她不在乎丈夫以前什么样,只恨当年没好好把丈夫找回来,让那无知村妇得了丈夫恩宠还生了两个蠢儿子,她只要想到这里,就会觉得愤怒难受,恨不得当初替那村妇嫁给邵瑞德,让邵瑞德从头到尾,整个人,整颗心都是她的。
她看上的男人,谁都别想染指,以前她无法控制,如今她又怎么会让别人吸引了丈夫的注意?
秦氏慢慢控制自己冷静下来,目前的状况已经形成,她无法回到过去,只能想办法笼络丈夫的心,爹爹说过,通过这件事,邵瑞德不再对皇帝怀有当年的兄弟之情,只会一心更加靠向他们秦家,靠近她,日后他们一家只会齐聚一心,还愁什么过不了好日子?这一次的磨难虽丢了官,但把邵瑞德的心笼络住了,对他们而言也不算坏事。

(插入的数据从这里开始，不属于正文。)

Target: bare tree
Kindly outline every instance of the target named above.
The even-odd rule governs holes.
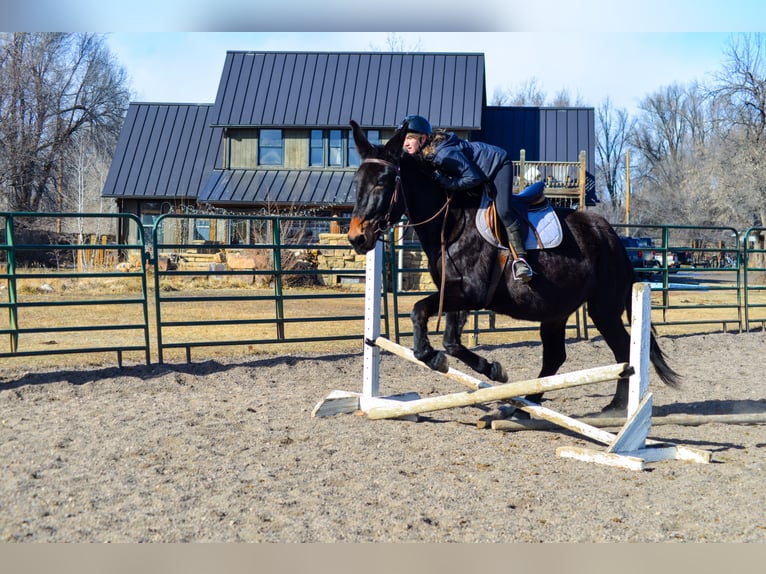
[[[714,181],[707,102],[697,84],[660,88],[641,102],[630,142],[637,155],[631,179],[640,220],[693,223],[698,218],[696,200],[711,192]]]
[[[627,110],[614,109],[608,97],[596,108],[596,179],[602,199],[614,205],[625,197],[625,154],[632,129]]]
[[[492,98],[494,106],[543,106],[546,95],[537,78],[526,80],[516,90],[496,89]]]
[[[72,193],[66,166],[78,149],[75,135],[87,127],[113,148],[129,97],[125,72],[99,35],[0,35],[0,190],[7,208],[61,210]]]
[[[732,37],[712,92],[720,110],[718,207],[740,227],[766,223],[766,34]]]

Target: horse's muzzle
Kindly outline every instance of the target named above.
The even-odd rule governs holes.
[[[351,218],[351,223],[348,227],[348,242],[354,248],[354,251],[360,255],[364,255],[370,250],[370,240],[366,233],[368,228],[367,222],[362,221],[358,217]]]

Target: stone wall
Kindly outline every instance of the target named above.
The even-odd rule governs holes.
[[[333,249],[322,249],[322,245],[338,246]],[[340,247],[346,247],[341,249]],[[358,255],[348,242],[345,233],[322,233],[319,235],[319,247],[317,249],[317,267],[322,269],[333,269],[340,271],[336,274],[321,275],[324,285],[364,285],[364,275],[344,275],[343,270],[361,270],[364,271],[367,257]],[[425,255],[420,251],[405,251],[403,267],[417,268],[425,267]],[[436,289],[430,275],[425,273],[403,273],[402,290],[404,291],[433,291]]]

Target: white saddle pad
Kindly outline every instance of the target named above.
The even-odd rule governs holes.
[[[487,208],[491,202],[491,198],[486,193],[482,195],[481,205],[479,206],[479,211],[476,213],[476,227],[479,229],[479,233],[481,233],[482,237],[489,243],[504,248],[495,238],[489,225],[487,225]],[[561,222],[559,221],[556,212],[553,210],[553,207],[549,205],[545,209],[530,211],[527,213],[527,218],[531,224],[529,232],[524,238],[524,247],[526,247],[527,250],[540,249],[532,227],[537,229],[540,241],[543,244],[543,249],[558,247],[559,244],[561,244],[564,235],[561,231]]]

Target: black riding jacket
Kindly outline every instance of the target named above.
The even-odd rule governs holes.
[[[434,140],[433,150],[424,154],[436,168],[434,180],[444,189],[458,191],[492,181],[511,159],[504,149],[483,142],[469,142],[447,132]]]

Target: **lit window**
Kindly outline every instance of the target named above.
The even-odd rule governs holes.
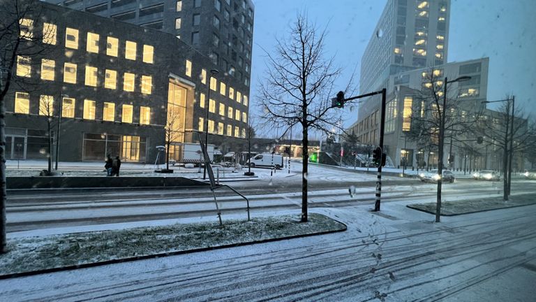
[[[78,29],[67,27],[65,32],[65,47],[78,49]]]
[[[41,59],[41,80],[54,80],[56,62],[47,59]]]
[[[51,23],[45,23],[43,27],[43,43],[56,45],[57,27]]]
[[[423,10],[419,13],[419,17],[428,17],[428,12],[426,10]]]
[[[428,1],[421,1],[419,3],[419,4],[417,6],[419,8],[425,8],[428,7]]]
[[[30,95],[24,92],[15,92],[15,113],[30,113]]]
[[[64,82],[76,84],[76,64],[66,63],[64,65]]]
[[[149,124],[151,122],[151,108],[149,107],[140,107],[140,124]]]
[[[191,61],[186,60],[186,75],[188,76],[192,76],[192,62]]]
[[[61,101],[61,117],[75,117],[75,99],[64,98]]]
[[[29,57],[17,56],[17,76],[29,78],[31,73],[31,60]]]
[[[132,41],[126,41],[125,43],[125,59],[135,60],[136,59],[136,43]]]
[[[97,86],[97,68],[86,66],[86,85]]]
[[[132,105],[123,105],[123,112],[121,116],[122,122],[132,122],[132,115],[134,112],[134,108]]]
[[[201,82],[207,84],[207,69],[201,69]]]
[[[413,98],[411,96],[404,97],[404,108],[402,112],[403,122],[402,131],[410,131],[411,128],[411,113],[413,104]]]
[[[88,52],[98,52],[98,39],[99,36],[98,34],[87,33],[87,45],[86,50]]]
[[[151,45],[143,45],[143,62],[144,63],[153,64],[153,57],[154,55],[154,48]]]
[[[415,41],[415,45],[423,45],[426,44],[426,41],[424,39],[420,39]]]
[[[31,19],[20,19],[19,20],[20,25],[20,37],[27,40],[31,40],[34,38],[34,20]]]
[[[84,100],[84,119],[95,120],[95,101]]]
[[[115,89],[117,83],[117,71],[106,69],[104,78],[104,87],[108,89]]]
[[[123,90],[134,91],[134,73],[125,73],[123,78]]]
[[[54,115],[54,96],[39,96],[39,115],[52,117]]]
[[[117,57],[119,40],[117,38],[107,37],[106,38],[106,55]]]
[[[151,94],[153,88],[153,78],[151,76],[142,76],[142,93]]]
[[[199,95],[199,106],[204,108],[204,94],[200,94]]]
[[[115,118],[115,103],[104,102],[103,120],[113,122]]]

“说不生气,那是不可能的。”秦氏心思翻转,也不过片刻的事情,瞬间就哀伤地跟邵瑞德道:“可是,我是相公的妻子,替相公教养孩子,管理后院。这就是我的本分,更何况,相公你已经忘记了当初的事情,并不算是骗了我,知道这一点,我是欣慰的,又怎么会与你置气闹得家庭不睦?”

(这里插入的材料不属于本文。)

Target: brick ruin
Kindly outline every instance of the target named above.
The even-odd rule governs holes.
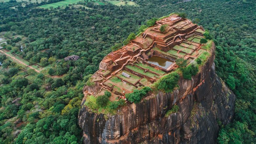
[[[160,30],[163,25],[167,26],[164,32]],[[125,98],[125,93],[149,86],[175,71],[177,58],[188,60],[188,65],[206,51],[199,42],[204,31],[201,26],[176,14],[157,21],[128,44],[106,56],[90,79],[96,91],[85,92],[96,95],[108,91],[112,94],[111,100]],[[154,62],[150,60],[153,58]],[[160,58],[169,65],[159,64]]]

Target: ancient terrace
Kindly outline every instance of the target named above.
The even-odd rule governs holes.
[[[166,25],[164,32],[160,30],[163,25]],[[175,71],[177,58],[187,60],[189,64],[205,51],[200,43],[204,32],[201,27],[175,14],[157,21],[128,44],[107,55],[90,79],[96,84],[96,93],[86,92],[99,95],[108,91],[113,100],[150,86]]]

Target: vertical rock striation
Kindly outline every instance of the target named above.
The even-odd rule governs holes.
[[[78,115],[84,143],[215,143],[218,122],[232,120],[235,99],[215,73],[215,48],[192,80],[181,77],[172,93],[150,94],[107,119],[83,105],[85,97]],[[174,104],[178,112],[165,116]]]

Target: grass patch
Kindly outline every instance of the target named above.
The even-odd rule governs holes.
[[[121,79],[117,77],[116,76],[114,76],[109,79],[109,80],[114,83],[118,83],[122,82]]]
[[[135,65],[145,69],[148,69],[150,70],[152,72],[156,72],[161,75],[163,75],[165,73],[165,72],[160,70],[157,70],[152,67],[145,64],[143,64],[142,63],[136,64]]]
[[[178,45],[176,45],[174,47],[173,47],[173,49],[175,50],[176,50],[177,51],[181,50],[182,49],[184,49],[184,47],[181,46],[179,46]]]
[[[193,39],[193,41],[197,43],[200,43],[200,40],[201,39],[195,37]]]
[[[166,113],[165,113],[165,117],[168,117],[169,115],[170,115],[170,114],[171,114],[172,113],[177,113],[179,111],[179,108],[178,106],[177,105],[174,105],[172,106],[172,109],[167,111]]]
[[[144,72],[144,70],[141,69],[139,69],[135,66],[132,66],[131,65],[127,66],[126,67],[132,70],[135,72],[138,72],[138,73],[140,73],[141,74],[145,75],[146,76],[148,76],[150,77],[153,77],[155,76],[157,76],[155,74],[149,72],[147,72],[146,73]]]
[[[108,2],[113,5],[115,5],[117,6],[133,6],[136,7],[139,6],[139,5],[136,4],[134,2],[130,1],[126,1],[126,3],[125,3],[125,1],[120,0],[114,0],[110,1]]]
[[[181,50],[182,51],[187,53],[190,53],[192,52],[192,50],[191,49],[186,48],[185,48]]]
[[[204,64],[204,63],[206,62],[209,56],[210,53],[207,51],[204,51],[197,58],[196,61],[197,62],[201,61],[201,63],[198,63],[198,64],[199,66],[201,66]],[[200,59],[200,60],[199,61],[198,59]]]
[[[82,1],[82,0],[66,0],[64,1],[57,2],[56,3],[42,5],[42,6],[40,6],[38,7],[44,9],[50,9],[52,7],[54,8],[57,8],[59,6],[61,7],[62,6],[67,6],[70,4],[76,4],[78,2],[81,1]]]

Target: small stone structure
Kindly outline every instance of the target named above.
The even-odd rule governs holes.
[[[127,73],[124,72],[122,72],[122,75],[127,77],[127,78],[130,78],[130,77],[131,77],[131,76],[127,74]]]

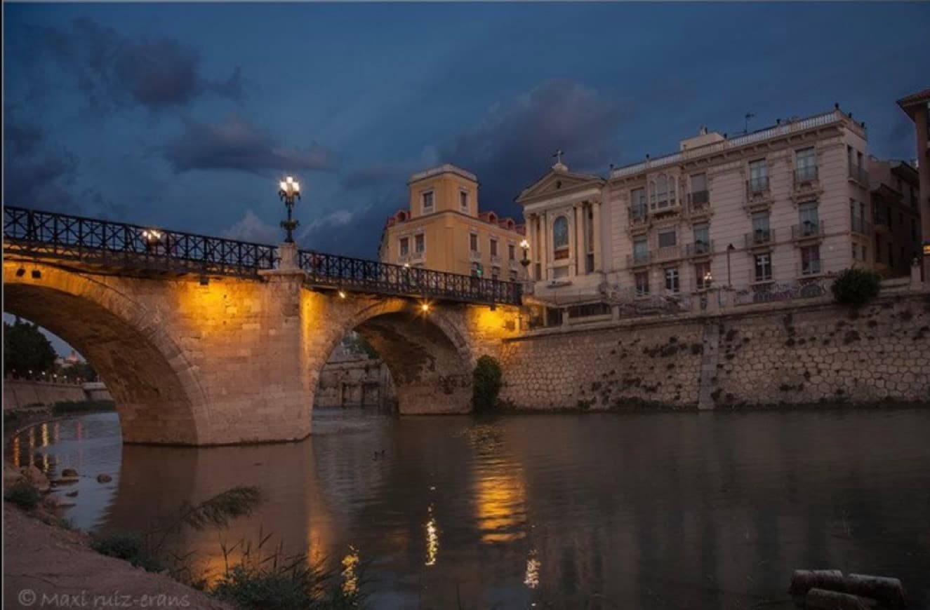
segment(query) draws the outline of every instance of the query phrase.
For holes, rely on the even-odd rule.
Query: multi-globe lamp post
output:
[[[294,220],[294,200],[300,199],[300,183],[288,175],[278,185],[278,197],[285,202],[287,208],[287,220],[281,221],[281,227],[287,231],[285,243],[294,243],[294,229],[299,225],[299,221]]]

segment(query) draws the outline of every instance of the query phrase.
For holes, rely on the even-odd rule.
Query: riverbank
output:
[[[167,576],[101,555],[89,540],[4,502],[4,607],[232,608]]]

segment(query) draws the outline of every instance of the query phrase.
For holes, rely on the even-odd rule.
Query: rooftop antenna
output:
[[[746,123],[743,123],[743,133],[748,134],[750,133],[750,119],[755,118],[755,114],[753,114],[752,112],[747,112],[745,118],[746,118]]]

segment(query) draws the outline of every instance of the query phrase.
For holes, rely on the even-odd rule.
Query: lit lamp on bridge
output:
[[[524,278],[529,279],[529,241],[524,240],[520,242],[520,247],[524,249],[524,257],[520,259],[520,264],[524,266]]]
[[[285,240],[285,243],[294,243],[294,229],[300,223],[294,220],[292,213],[294,211],[294,200],[300,199],[300,183],[288,175],[278,186],[280,187],[278,197],[281,198],[281,201],[285,202],[285,206],[287,208],[287,220],[281,221],[281,227],[287,231],[287,238]]]
[[[145,242],[145,249],[152,252],[162,242],[162,232],[157,228],[142,229],[142,241]]]

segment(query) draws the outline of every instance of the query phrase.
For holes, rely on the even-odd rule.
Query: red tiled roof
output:
[[[912,93],[910,96],[901,97],[897,100],[897,105],[900,107],[910,106],[915,102],[930,101],[930,89],[924,89],[923,91],[918,91],[917,93]]]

“我不是无知村妇不懂事,发生了这样的事情也不是你我能控制的,再说,捏酸吃醋又没有用,解决不了任何问题不说,还会让家里更加不得安宁,如今,为了相公,也为了我们一家,我只想好好解决了这件事,这才是我应该做的事情,一家人聚在一起平平安安的,比什么都好,就算相公身无官职,我也会与相公共同进退,因为,我们都才是真正的一家人。”
邵瑞德听闻秦氏的话,非常感动,直接将她拉进了怀里抱着,“幸好有你,幸好我的娘子是你,贞贞,我知道了,谢谢你。你果然是我的好妻子。”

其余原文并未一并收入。